Halen did not look impressed. “Fuck. How much has changed in… how long has it even been?”
“About a decade and a half since you died. A decade since the war ended and all this started,” Emilia told him, her energy reaching back into her and reporting that it hadn’t really found anything—or, what it had found hadn’t exactly been dangerous but was also a big question mark as to what it even was. “These raids have become so popular now, I bet it's been a few times longer than that for most people now.”
“Fucking Virtuosi System.”
Emilia laughed at the vitriol lacing through his voice. They’d only added the Virtuosi System’s time skew into their training simulator to save time. Halen in particular had never liked the system, but she wasn’t sure why. Even when they’d been cooperating, trying to create the simulator, he’d been tight-lipped on that.
“Em.”
“Hm?”
“Why didn’t your non-dev lawyer sue to get rights to the system? He was one scary fucker. There’s no way he finds out you lost out on control of something that could do all this and doesn’t sue.”
She opened her mouth to say something—to explain that she had run away and Olivier likely hadn’t seen the point in suing Halen’s company over something like this, especially not as he was recovering from his own injuries—when the world shook.
“Ah… looks like our time is up,” Halen sighed, giving her an almost kind, melancholic smile. “It was good talking to you again, Em. I mean, there’s a lot of people I’d rather talk to, but at least you are what you are, and won’t lie to me or some shit.”
“Halen…”
“Goodbye, Emilia,” her former teammate said, stepping backwards and disappearing into the abyss. “I’ll see you again.”

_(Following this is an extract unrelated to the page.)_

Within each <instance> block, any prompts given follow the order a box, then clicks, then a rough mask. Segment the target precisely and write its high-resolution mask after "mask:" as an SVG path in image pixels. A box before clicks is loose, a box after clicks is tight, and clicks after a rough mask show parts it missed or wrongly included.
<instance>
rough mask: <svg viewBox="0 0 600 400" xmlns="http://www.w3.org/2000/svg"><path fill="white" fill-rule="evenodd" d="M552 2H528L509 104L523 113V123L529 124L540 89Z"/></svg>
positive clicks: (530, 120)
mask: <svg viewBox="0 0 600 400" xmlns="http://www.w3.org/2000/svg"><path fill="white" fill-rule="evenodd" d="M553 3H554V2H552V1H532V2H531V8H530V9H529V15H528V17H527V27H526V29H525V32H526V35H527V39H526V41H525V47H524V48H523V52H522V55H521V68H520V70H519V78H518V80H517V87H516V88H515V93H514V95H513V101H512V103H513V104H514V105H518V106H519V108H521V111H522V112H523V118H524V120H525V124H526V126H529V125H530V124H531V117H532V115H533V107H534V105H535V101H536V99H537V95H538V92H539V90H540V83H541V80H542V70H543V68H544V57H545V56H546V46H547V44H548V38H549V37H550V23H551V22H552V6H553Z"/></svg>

Emilia stared into the spot he had just been, gone as though he had never existed in the first place. “Bye…” she whispered, wondering over his words—wondering if he really had set things up so they would all control their creation. Wondering if some part of her had known that and this was how her brain had decided to tell her, or if it was their software itself, using the avatar of one of its parents to tell her the truth.
Unfortunately, even if they did sue, their software was already out there. She doubted any court would order the government to cease using it, just because one or two of its creators popped out, a decade later, screaming about how they hadn’t given anyone permission to use their creation for real world or virtual, war simulations.

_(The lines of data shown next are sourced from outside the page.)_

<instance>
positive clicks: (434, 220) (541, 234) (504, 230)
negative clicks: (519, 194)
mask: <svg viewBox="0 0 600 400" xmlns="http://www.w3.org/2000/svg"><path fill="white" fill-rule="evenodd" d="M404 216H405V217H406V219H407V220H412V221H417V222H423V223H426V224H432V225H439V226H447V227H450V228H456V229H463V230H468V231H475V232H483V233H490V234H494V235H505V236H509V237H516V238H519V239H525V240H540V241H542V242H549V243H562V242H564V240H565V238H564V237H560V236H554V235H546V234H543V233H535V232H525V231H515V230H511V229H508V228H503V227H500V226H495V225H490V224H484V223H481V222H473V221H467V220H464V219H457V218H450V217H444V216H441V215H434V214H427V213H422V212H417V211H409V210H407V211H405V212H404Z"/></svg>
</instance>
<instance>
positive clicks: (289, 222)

And they’d never stop the corporation sponsored or blackaether raids.
The world shook again, and Emilia gazed up into the sky. How different would the world be, had Halen lived? Had his second-in-command respected his wish that all of them control the fate of that software they had created in desperation.
⸂Emilia!⸃
Emilia smiled, breathing in the pure existence of the abyss. So clear and empty, and her mind floated away—floated back to her body, a smile still echoing through her eyes as they opened and found Key frowning down at her. “Hello, Key. Glad someone came back for me.”